If the applicability of our method is considered in the spirit of perturbation theory, it is necessary to require that \(M_1'(\omega)\ll E'(0)\). The quantity \(M_1''(\omega)\) determines the shape of the resonance line. The imaginary part of the high-frequency susceptibility at the resonance point is also expressed through it.

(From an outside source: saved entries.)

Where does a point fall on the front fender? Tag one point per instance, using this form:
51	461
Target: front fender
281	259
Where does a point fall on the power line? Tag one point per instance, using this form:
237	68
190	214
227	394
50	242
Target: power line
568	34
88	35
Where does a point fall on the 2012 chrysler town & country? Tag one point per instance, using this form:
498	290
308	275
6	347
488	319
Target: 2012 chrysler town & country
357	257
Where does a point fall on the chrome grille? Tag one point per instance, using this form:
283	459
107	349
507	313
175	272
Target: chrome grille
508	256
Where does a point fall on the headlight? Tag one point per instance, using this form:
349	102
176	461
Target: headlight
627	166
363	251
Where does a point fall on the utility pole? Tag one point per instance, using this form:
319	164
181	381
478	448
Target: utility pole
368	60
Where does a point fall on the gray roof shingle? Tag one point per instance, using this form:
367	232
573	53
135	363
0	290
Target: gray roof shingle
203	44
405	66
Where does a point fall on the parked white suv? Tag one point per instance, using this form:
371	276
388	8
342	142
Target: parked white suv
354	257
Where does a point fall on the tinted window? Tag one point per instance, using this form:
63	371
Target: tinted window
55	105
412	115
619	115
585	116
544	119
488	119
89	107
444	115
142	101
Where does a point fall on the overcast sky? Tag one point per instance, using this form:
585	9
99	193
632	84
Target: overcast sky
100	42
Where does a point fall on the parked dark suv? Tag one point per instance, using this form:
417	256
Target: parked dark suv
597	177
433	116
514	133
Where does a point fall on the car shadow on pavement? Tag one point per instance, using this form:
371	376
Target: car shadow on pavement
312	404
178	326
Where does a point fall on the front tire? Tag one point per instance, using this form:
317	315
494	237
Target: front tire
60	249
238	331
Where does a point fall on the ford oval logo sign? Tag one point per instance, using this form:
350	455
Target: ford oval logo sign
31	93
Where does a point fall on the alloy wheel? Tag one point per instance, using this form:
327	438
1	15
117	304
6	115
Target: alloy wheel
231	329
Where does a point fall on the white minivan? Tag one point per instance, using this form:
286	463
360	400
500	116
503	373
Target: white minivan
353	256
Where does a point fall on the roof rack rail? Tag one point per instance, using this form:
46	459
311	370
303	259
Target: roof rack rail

We give the value of \(M_1''\) for a sphere \((N_\perp=N_z)\) at \(\omega=E'(0)\) in the vicinity of the Curie point and in the paramagnetic region:

\[ M_1''(\omega_0)=\delta I\sqrt{\frac{\mu^2N_z}{I}}\,\frac{T}{T_c}\frac{1}{2\pi^2}\, \frac{\delta I}{\mu H+\sigma\mu^2N_z}. \tag{18} \]

Mathematical Institute named after V. A. Steklov
Academy of Sciences of the USSR

Received
3 III 1969

REFERENCES

1. N. N. Bogolyubov, Problems of Dynamical Theory in Statistical Physics, Moscow, 1946.
2. S. V. Tyablikov, FTT, 2, 361 (1960).
3. N. N. Bogolyubov, S. V. Tyablikov, DAN, 126, 53 (1959).
4. N. A. Potapkov, FTT, 4, 1803 (1962); Izv. AN SSSR, ser. fiz., 28, 495 (1963).